FRONTEIRAS AFRICANAS

1. Por norma, as fronteiras são invisíveis, etéreas, imperceptíveis. Exceptuam-se as chamadas fronteiras naturais, coincidentes com acidentes geográficos (rios, lagos, montanhas) e as sinalizadas por altas cercas e muros vigiados.
É assim em todo o lado e África não é excepção.
Não surpreende, por isso, que as populações locais reconheçam os limites entre dois diferentes países através de marcos naturais: um determinado embondeiro, um específico penedo ou uma particular torre de térmitas.
No entanto, muito se engana quem, tomando a nuvem por Juno, deduzir que as fronteiras em África são invariavelmente assinaladas da forma tosca e artesanal retratada na imagem que acompanha esta crónica.
Quem, sem sombra de preconceito, consiga olhar a cores para o continente negro, reconhecerá a modernidade e o qualificado apetrechamento de algumas das suas fronteiras, como as dos aeroportos internacionais de Joanesburgo, de Adis Abeba, de Casablanca ou do Cairo. Ou o avultado investimento realizado em fronteiras terrestres, como a de Beitbridge, entre Zimbábue e África do Sul.
2. Gonçalo Cadilhe – escritor, documentarista e crónico viajante – conhece, como poucos, as fronteiras africanas. Durante oito meses percorreu, por terra, os quinze países e 27 mil quilómetros que separam o Cabo da Boa Esperança do estreito de Gibraltar. Dessa experiência resultou um livro, “África Acima” (editora Contraponto), que vale a pena ler.
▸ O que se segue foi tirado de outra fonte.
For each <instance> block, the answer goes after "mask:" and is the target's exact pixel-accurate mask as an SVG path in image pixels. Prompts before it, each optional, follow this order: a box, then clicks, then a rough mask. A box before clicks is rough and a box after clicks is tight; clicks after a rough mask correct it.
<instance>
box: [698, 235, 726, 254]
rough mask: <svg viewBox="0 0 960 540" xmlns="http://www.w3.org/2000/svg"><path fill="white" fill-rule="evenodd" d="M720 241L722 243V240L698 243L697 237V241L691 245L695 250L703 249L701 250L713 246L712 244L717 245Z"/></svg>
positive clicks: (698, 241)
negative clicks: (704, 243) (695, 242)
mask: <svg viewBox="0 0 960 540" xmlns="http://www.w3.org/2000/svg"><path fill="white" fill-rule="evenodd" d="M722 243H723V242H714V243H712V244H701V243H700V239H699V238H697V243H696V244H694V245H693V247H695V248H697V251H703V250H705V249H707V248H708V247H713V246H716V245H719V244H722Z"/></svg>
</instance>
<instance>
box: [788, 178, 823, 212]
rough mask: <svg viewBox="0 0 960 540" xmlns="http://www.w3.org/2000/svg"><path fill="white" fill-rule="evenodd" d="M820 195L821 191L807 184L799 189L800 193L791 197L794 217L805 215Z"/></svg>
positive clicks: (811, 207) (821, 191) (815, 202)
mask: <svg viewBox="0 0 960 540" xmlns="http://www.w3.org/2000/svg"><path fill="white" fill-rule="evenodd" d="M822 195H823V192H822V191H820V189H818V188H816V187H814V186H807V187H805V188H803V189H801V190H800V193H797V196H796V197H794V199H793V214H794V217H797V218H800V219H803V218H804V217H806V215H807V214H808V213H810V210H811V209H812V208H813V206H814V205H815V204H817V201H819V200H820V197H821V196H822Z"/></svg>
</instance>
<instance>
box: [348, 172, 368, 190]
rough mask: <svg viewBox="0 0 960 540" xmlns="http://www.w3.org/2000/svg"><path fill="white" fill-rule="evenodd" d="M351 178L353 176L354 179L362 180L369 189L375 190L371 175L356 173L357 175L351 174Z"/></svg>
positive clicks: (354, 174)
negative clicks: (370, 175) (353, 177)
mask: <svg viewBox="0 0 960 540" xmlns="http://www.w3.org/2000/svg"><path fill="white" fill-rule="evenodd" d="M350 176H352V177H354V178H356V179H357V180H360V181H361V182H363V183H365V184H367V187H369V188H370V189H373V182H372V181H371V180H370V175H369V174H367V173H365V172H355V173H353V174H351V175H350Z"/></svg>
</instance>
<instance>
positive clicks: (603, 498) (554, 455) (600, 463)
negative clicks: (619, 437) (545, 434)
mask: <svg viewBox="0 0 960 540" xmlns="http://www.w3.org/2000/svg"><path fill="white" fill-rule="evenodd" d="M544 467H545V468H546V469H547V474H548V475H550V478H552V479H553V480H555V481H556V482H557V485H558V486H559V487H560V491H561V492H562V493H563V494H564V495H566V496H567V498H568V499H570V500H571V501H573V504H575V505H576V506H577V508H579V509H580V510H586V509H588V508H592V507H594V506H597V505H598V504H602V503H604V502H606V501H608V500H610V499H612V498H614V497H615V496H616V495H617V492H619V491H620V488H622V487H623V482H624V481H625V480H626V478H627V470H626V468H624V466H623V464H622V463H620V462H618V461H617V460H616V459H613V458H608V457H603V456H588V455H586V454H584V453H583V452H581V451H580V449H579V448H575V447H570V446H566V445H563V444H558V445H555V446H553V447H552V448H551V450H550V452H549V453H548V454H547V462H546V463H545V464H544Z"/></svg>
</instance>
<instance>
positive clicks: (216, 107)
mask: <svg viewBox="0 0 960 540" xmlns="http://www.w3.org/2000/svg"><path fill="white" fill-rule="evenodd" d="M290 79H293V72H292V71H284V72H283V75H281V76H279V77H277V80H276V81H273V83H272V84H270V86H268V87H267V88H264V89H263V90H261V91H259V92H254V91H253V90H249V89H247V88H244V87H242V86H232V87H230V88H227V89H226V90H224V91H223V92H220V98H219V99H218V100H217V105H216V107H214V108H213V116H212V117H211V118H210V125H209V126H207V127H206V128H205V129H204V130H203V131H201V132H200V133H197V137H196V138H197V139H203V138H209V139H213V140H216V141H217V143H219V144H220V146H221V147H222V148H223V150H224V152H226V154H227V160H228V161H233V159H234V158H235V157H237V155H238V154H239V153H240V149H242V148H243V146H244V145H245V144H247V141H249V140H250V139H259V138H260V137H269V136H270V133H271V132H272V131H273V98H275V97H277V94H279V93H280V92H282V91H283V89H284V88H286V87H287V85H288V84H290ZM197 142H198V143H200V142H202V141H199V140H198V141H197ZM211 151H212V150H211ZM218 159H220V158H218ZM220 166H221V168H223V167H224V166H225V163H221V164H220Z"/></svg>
De seguida ficam transcritos, com a devida vénia, alguns dos apontamentos de viagem de Gonçalo Cadilhe, circunscritos à travessia das fronteiras africanas.
3. Fronteira Congo-Gabão: “A cancela de entrada no Gabão promete. (…) (O Congo) não tinha uma cancela decente de saída do país. Era apenas uma vara de madeira com um balde cheio de areia a servir de contrapeso na extremidade. No Gabão, pelo contrário, espera-nos uma cancela de ferro pintada em vermelho e branco, com dobradiças e cadeado. O oficial congolês que nos abriu a cancela para sairmos do Congo estava ainda em pijama. O oficial gabonês que nos abre a cancela para entrarmos no Gabão está impecavelmente fardado.”
4. Fronteira Camarões-Nigéria: “A estrada internacional entre os dois países é uma estreita pista de terra batida. Que termina na margem dum rio. Não há ponte: ruiu há alguns anos, e assim a deixaram ficar.
O motorista aponta a outra margem: “Nigéria”, diz. “E agora?”, pergunto. “Agora, ou arregaça as calças e atravessa a pé; ou embarca numa piroga e atravessa sentado”, responde, divertido. (…)”
5. Fronteira Mauritânia-Marrocos: “A faixa de fronteira entre Mauritânia e Marrocos é uma das mais desoladas e inquietantes que atravessei na vida. Carcaças de automóveis indicam a berma e o território livre de minas. O posto de migração é uma barraca no deserto. (…).
6. Fronteira Namíbia-Botswana: “Elogio a menina da migração da Namíbia: que nunca tive uma despedida de um país tão bem dada, que quando regressar caso com ela, que lhe deixo uma esferográfica de presente. Sorri, embevecida, e carimba o passaporte. Com tantos elogios de um admirador tão sincero, consigo que não repare que o meu visto já caducou. Fiz mal as contas, ando ilegal na Namíbia há dois dias. “
7. Fronteira Mali-Senegal: “De tantos em tantos quilómetros, um bloco policial. (…)
A cena repete-se pela estrada fora. Descemos todos do autocarro. Os oficiais controlam os documentos de identificação dos passageiros. Os habitantes do Mali para um lado, os do Senegal para outro. Enquanto viajamos ainda no Mali, todos os passageiros senegaleses são obrigados a pagar um “direito de passagem”, todas as vezes. Depois, quando já viajamos no Senegal, será a vez de os passageiros malianos pagarem o “direito de passagem”. Eu, europeu, não pago. Estou, pelos vistos, isento. (…)
Na fronteira dos dois países, a mesma coisa. Mais “irregularidades”, mais “multas”, mais direitos de passagem”, mais dinheiro no bolso dos oficiais. “Ando há meses por África, passei por vários blocos de polícia, mas nunca vi nada assim”, comento com o Sacko. Há uma explicação: “Estamos no fim do Ramadão, e no último dia manda a tradição que se troquem presentes entre famílias e amigos. Os polícias estão a juntar algum dinheiro extra, para as compras.”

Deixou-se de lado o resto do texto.